One thing I know about us: New Orleanians appear as emotionally fragile as the old buildings of the Quarter even before the storm. But just like them, they somehow manage to endure.
From NYT: NOLA Experiencing Near Epidemic of Depression & PTSD, citing A Legacy of the Storm: Depression and Suicide
Gina Barbe rode out the storm at her mother's house near Lake Pontchartrain, and says she has been crying almost every day since.
"I thought I could weather the storm, and I did -- it's the aftermath that's killing me," said Ms. Barbe, who worked in tourism sales before the disaster. "When I'm driving through the city, I have to pull to the side of the street and sob. I can't drive around this city without crying."
Many people who are not at serious risk of suicide are nonetheless seeing their lives eroded by low-grade but persistent feelings of sadness, hopelessness and stress-related illnesses, doctors and researchers say.
From Your daily reminder that New Orleans is hurting
Our beloved New Orleans is still, 10 months after Katrina, in a state of rotting
disrepair that just boggles the mind. From Biloxi all the way to Texas
evidence of Katrina is like a visual kick in the guts.

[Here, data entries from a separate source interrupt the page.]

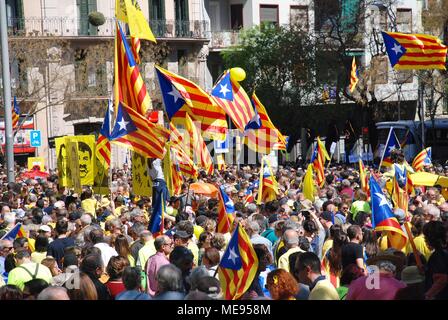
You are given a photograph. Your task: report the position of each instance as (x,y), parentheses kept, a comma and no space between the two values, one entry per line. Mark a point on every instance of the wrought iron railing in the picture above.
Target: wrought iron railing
(70,27)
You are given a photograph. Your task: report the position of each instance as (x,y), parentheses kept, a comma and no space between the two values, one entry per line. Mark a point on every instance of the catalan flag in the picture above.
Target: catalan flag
(392,143)
(16,232)
(320,155)
(103,150)
(197,146)
(225,211)
(15,114)
(182,96)
(353,76)
(363,177)
(266,137)
(268,186)
(238,265)
(423,158)
(129,86)
(383,218)
(232,98)
(180,157)
(130,12)
(414,51)
(137,133)
(136,46)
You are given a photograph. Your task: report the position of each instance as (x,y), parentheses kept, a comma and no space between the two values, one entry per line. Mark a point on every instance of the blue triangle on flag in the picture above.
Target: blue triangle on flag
(223,88)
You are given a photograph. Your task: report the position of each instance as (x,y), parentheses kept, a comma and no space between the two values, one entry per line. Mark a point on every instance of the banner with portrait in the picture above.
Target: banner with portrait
(86,152)
(73,165)
(141,184)
(62,161)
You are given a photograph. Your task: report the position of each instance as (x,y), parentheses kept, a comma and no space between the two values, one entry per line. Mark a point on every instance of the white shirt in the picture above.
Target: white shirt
(107,252)
(156,171)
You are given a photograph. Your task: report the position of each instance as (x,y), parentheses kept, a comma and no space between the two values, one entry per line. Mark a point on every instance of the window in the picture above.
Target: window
(299,17)
(236,16)
(380,65)
(269,14)
(404,20)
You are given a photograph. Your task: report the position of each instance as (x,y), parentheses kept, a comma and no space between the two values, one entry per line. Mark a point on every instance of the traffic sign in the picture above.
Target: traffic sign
(35,138)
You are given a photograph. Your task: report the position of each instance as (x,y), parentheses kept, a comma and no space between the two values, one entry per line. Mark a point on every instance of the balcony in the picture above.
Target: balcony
(224,39)
(69,27)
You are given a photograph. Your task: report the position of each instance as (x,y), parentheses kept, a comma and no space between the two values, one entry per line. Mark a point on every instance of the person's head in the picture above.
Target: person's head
(308,267)
(281,285)
(182,258)
(435,235)
(10,292)
(169,278)
(86,290)
(53,293)
(290,239)
(33,288)
(211,257)
(116,266)
(85,159)
(354,233)
(92,265)
(132,278)
(349,273)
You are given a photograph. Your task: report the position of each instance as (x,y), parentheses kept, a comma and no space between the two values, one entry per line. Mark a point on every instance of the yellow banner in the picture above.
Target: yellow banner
(141,184)
(36,161)
(73,169)
(62,161)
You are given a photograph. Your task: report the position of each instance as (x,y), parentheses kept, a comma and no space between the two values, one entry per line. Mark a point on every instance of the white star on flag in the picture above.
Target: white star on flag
(123,124)
(397,49)
(224,89)
(176,95)
(233,256)
(383,199)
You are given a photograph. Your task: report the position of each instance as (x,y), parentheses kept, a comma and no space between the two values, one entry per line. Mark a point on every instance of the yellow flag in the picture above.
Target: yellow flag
(308,186)
(129,11)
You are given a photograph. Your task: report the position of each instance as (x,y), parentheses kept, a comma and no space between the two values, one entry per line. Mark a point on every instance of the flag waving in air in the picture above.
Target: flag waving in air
(182,96)
(320,155)
(15,114)
(129,11)
(238,265)
(414,51)
(383,218)
(137,133)
(353,76)
(268,186)
(391,144)
(129,86)
(232,98)
(424,158)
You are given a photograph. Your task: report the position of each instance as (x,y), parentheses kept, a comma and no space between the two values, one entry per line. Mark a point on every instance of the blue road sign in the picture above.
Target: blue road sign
(35,138)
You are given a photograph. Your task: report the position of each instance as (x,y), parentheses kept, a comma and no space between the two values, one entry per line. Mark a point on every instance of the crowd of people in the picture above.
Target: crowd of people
(90,247)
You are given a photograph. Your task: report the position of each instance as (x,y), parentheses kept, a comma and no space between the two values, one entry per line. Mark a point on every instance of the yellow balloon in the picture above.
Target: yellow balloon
(237,74)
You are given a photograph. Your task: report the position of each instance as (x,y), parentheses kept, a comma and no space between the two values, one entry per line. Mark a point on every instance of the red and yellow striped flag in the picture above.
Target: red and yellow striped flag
(233,99)
(414,51)
(129,86)
(136,46)
(238,265)
(197,146)
(182,96)
(353,76)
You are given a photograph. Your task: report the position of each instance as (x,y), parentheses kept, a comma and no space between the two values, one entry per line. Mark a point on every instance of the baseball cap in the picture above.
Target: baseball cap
(45,228)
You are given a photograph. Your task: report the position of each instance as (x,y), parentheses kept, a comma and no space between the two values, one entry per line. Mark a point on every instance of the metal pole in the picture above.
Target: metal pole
(7,93)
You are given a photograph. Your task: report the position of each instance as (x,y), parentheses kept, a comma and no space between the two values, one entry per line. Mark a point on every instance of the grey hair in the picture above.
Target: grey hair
(387,266)
(195,275)
(53,293)
(169,278)
(86,219)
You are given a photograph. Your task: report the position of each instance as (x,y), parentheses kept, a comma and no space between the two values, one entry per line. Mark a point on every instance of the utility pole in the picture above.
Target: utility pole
(9,152)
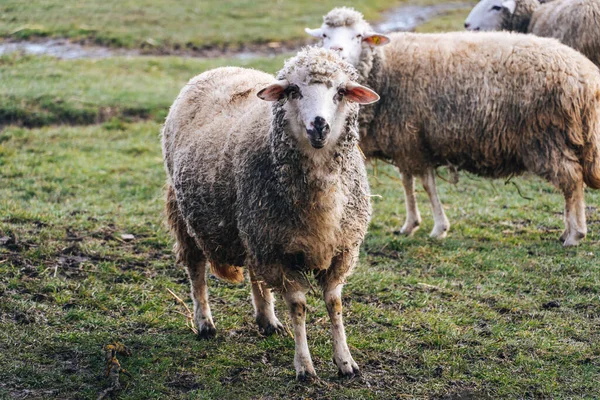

Most importantly,
it's not just buildings that bear the mark of this incredible natural
disaster, families and communities are still struggling to pull together and
rebuild after the trauma of loosing everything.
From Notes on NOLA - things lost
As I have said elsewhere, it isn't. Outside the Isle of Denial, NOLA is largely a ghost town. The neighborhood I lived in when I was in grad school - around Burgundy and St. Roch - has started picking up. Mimi's and Big Daddy's and a lot of restaurants and coffee shops are open. But most of the city is still abandoned.
From Meanwhile....
We have a government more content in spending untold hundreds of billions of dollars rebuilding what we destroy in Iraq, than we are in rebuilding what nature destroyed in New Orleans.
I recently returned from a trip to New Orleans on business. The downtown and French Quarter are recovering, although there are still highrises with boards as windows, and the Superdome is still half uncovered.
From Notes on NOLA - Mardi Gras edition
As some of you know, I went to NOLA for Mardi Gras weekend - came back yesterday. Here are a few observations in no particular order.
The amount of debris is still overwhelming. When you drive to NOLA from ATL, the entire stretch of I-10 from Mobile to NOLA is littered with debris. All of the vegetation is blown over. You drive miles and miles and all you see are brown trees blown over and rivers of debris. Once you get into Louisiana, there is complete devastation from Lake Pontchetrain to the high rise. All of the malls and businesses around Crowder Blvd. are closed. There are abandoned and burned out apartment complexes. Junked cars. Empty, rotting houses. I can't imagine what the people seeing it for the first time must have thought. It is right there off of the highway. No field trip required. Welcome to the Big Easy.
The locals were holding their breath.